An interesting thing here - perhaps it's everywhere and I just don't know it - when a baby is born at the hospital, the birth is announced over the intercom and brahms lullaby is played. It was charming the first few times - I don't think I'd like to work there though - perhaps you learn to ignore it.
And so mother is home now and we are experiencing a significant role reversal as now she is taking off her oxygen and sneaking out to the garage to smoke - she thinks she's fooling me. She's a grown woman - If having emphysema hasn't made her quit smoking, I don't think that I can accomplish it. I told her today that she was a grown woman who needed to make choices in her life - only she could determine whether or not drinking and smoking were important enough to shorten her life. If she felt that they were - then that is the route she should take. During the last few years of my father's life, he was miserable - he couldn't smoke his pipe, he couldn't eat the foods he liked, he had to eat foods he hated - everything was measured and calculated - I remember once I called him on his birthday and he said "I had fake eggs with fake sausage and toast with fake butter - I got half of a real banana though" - my father lived to eat - growing up during the depression was his excuse. But I often thought that if he'd lived 2 happy years instead of 3 and a half miserable ones - what would have been the difference. And that's basically how I'm feeling now with my mother. She has to make her own choices.

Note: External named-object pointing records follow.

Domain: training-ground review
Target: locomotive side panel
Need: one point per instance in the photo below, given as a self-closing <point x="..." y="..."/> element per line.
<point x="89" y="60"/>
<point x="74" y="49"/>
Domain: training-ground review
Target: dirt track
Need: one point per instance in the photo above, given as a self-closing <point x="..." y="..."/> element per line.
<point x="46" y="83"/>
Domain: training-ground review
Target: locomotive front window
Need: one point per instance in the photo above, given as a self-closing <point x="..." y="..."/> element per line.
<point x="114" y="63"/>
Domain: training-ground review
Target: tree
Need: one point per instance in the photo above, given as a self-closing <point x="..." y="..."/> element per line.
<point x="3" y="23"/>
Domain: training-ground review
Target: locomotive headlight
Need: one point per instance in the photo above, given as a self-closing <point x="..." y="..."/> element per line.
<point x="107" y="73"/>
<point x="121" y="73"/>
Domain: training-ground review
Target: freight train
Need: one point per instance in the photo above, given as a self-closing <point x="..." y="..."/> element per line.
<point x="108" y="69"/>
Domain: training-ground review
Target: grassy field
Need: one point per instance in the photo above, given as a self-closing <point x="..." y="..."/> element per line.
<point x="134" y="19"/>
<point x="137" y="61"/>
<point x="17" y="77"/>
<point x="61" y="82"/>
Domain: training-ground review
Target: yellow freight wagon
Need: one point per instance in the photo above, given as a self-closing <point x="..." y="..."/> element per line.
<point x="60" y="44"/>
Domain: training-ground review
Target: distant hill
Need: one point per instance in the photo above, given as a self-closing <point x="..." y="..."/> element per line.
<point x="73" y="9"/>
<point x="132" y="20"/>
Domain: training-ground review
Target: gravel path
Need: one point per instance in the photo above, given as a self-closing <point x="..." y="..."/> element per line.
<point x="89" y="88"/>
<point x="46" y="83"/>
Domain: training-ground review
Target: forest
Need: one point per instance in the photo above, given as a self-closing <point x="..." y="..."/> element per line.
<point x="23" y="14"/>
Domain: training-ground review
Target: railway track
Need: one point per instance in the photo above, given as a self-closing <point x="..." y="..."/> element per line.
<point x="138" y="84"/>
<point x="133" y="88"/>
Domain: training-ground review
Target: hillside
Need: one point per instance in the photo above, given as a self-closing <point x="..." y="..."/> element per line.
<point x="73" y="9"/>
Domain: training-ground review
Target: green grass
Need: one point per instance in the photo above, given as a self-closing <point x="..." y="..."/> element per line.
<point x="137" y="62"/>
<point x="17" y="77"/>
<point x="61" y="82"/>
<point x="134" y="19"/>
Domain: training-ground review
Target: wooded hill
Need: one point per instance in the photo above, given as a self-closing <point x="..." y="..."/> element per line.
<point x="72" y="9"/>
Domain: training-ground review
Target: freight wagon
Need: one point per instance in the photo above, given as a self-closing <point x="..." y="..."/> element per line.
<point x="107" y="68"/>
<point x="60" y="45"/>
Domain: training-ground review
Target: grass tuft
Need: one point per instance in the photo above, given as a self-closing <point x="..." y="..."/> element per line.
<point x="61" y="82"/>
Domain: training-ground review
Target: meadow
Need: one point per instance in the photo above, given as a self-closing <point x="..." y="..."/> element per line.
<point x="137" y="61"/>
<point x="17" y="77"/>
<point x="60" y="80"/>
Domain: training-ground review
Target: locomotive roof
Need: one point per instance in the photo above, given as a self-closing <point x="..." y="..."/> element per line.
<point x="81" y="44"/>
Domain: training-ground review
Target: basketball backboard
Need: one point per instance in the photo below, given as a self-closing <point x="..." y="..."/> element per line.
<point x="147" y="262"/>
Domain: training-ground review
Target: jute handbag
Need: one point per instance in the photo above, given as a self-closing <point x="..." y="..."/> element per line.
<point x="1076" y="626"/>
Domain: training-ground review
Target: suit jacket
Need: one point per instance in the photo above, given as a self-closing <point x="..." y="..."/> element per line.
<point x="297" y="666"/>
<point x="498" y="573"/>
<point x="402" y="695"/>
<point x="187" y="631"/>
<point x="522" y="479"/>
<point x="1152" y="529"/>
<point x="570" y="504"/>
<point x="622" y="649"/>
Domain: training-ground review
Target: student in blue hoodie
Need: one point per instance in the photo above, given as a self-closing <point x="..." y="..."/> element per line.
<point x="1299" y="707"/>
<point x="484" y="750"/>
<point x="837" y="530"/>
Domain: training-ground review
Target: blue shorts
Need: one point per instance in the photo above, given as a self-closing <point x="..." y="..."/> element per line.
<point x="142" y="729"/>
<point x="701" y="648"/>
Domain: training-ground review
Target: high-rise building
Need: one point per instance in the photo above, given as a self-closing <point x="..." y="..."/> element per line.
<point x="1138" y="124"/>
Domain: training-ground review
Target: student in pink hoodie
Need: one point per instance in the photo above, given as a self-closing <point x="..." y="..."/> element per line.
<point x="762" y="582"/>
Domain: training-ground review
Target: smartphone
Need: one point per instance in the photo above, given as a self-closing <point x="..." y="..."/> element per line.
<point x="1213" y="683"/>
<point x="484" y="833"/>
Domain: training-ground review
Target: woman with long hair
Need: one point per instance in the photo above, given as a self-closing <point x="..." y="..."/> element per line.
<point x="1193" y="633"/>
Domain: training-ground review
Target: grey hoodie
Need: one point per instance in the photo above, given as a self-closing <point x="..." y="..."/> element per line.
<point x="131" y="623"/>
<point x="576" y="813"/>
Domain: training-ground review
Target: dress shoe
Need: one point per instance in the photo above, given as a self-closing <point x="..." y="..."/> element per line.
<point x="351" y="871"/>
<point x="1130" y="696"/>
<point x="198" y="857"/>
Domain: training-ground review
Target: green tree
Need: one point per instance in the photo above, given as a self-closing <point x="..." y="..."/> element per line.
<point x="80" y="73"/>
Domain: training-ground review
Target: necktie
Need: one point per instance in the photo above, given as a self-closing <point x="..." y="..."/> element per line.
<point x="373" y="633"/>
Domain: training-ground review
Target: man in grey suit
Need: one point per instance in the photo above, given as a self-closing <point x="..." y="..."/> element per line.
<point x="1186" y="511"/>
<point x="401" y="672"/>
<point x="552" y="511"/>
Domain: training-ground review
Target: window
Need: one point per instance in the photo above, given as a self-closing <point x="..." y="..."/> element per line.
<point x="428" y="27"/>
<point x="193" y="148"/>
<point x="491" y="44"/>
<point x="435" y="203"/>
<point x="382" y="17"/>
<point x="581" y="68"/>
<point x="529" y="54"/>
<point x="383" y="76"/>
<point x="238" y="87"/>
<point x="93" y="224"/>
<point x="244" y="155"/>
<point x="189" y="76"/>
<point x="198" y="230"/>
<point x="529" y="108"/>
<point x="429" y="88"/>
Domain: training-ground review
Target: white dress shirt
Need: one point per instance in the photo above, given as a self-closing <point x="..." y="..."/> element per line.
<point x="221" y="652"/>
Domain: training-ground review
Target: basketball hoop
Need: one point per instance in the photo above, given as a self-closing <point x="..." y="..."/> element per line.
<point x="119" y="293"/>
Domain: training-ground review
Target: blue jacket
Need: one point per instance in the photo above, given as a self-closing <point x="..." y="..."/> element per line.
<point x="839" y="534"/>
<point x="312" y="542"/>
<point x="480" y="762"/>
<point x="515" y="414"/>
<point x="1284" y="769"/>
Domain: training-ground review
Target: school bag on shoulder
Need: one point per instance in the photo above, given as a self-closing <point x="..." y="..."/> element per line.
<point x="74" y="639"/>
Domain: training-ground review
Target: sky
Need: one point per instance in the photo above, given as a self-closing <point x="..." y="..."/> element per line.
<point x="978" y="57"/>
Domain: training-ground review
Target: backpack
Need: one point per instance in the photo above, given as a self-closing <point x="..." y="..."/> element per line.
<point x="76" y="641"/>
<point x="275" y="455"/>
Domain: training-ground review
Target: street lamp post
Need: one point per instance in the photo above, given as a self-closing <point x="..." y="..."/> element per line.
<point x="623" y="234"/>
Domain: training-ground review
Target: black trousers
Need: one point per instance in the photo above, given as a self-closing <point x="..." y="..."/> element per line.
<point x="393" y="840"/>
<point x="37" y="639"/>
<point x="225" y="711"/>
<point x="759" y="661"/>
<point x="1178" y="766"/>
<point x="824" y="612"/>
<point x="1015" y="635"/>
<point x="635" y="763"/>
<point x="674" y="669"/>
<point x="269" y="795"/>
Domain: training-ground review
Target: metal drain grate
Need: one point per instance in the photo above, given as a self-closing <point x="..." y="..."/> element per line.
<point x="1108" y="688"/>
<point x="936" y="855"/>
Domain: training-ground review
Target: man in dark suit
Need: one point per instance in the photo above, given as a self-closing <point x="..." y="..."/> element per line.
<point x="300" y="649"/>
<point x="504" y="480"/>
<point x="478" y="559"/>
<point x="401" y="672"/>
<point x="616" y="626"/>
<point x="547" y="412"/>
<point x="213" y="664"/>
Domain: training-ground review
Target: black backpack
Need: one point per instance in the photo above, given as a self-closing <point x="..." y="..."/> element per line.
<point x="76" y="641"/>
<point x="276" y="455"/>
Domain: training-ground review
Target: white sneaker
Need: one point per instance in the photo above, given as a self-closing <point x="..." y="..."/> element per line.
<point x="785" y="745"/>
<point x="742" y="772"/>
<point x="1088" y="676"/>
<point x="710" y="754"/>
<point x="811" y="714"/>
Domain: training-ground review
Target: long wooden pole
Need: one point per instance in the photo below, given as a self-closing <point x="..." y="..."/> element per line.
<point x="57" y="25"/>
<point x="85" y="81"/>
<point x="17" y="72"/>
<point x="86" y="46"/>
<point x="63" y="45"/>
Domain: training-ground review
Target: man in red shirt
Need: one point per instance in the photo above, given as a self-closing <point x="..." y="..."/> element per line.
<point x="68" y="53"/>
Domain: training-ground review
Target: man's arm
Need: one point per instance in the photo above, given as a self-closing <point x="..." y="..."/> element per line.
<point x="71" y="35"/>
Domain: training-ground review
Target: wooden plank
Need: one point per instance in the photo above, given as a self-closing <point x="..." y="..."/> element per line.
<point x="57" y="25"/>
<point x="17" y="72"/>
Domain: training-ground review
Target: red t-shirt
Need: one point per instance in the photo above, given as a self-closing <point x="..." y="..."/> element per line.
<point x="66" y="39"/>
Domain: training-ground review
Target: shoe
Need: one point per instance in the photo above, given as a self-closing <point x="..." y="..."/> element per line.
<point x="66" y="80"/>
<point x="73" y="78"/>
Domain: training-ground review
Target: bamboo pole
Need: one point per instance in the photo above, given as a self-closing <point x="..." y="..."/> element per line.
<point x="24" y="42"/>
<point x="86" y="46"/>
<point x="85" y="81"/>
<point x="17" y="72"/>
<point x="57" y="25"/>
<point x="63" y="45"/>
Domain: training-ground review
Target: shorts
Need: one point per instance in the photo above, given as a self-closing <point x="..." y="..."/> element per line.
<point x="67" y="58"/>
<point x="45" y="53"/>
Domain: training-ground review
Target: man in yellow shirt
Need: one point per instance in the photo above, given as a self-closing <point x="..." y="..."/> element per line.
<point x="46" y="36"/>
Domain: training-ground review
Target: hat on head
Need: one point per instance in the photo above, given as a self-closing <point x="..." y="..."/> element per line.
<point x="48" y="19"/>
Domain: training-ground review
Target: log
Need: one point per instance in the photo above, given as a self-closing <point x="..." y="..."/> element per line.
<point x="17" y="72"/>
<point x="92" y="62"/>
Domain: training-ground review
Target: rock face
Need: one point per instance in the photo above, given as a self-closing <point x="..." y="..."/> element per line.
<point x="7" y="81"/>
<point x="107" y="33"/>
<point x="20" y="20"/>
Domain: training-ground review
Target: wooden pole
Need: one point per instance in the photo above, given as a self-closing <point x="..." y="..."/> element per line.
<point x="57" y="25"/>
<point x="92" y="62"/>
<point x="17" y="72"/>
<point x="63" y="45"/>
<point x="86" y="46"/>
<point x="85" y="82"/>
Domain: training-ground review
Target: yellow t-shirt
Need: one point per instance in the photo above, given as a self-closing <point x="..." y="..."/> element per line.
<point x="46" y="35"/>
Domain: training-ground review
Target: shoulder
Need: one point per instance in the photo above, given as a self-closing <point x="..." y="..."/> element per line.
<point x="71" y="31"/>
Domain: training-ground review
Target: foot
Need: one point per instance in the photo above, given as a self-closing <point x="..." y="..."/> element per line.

I think I've finally gotten her settled for the night so perhaps I can work on the beading for a bit.
10.29.2008
Beginning November

I've begun my November page a bit early, knowing that I'll probably end up doing my December page a bit late - it all evens out in the end. Once again this is a page that I have no plan for - Well I did kind of have a plan, but just like all of my other pages, it went out the window as soon as I sat down to bead. I don't know where the orange beads came from - suddenly they were just there and I rather like them there now that I'm used to them. We'll see where I go from here. I'm so happy that I decided on a rather largish sized page this year - it gives me more room to experiment.
10.10.2008
October page finished!
Earth tones are not my forte. In fact, I don't even own a pair of brown shoes much less anything else in those tones but October was a month of challenges and so I challenged myself with earth tones. I'm very glad it's finished. I grew tired of it long before it was finished. But as a person who often doesn't finished things she's not pleased with, I am proud of myself for completing it.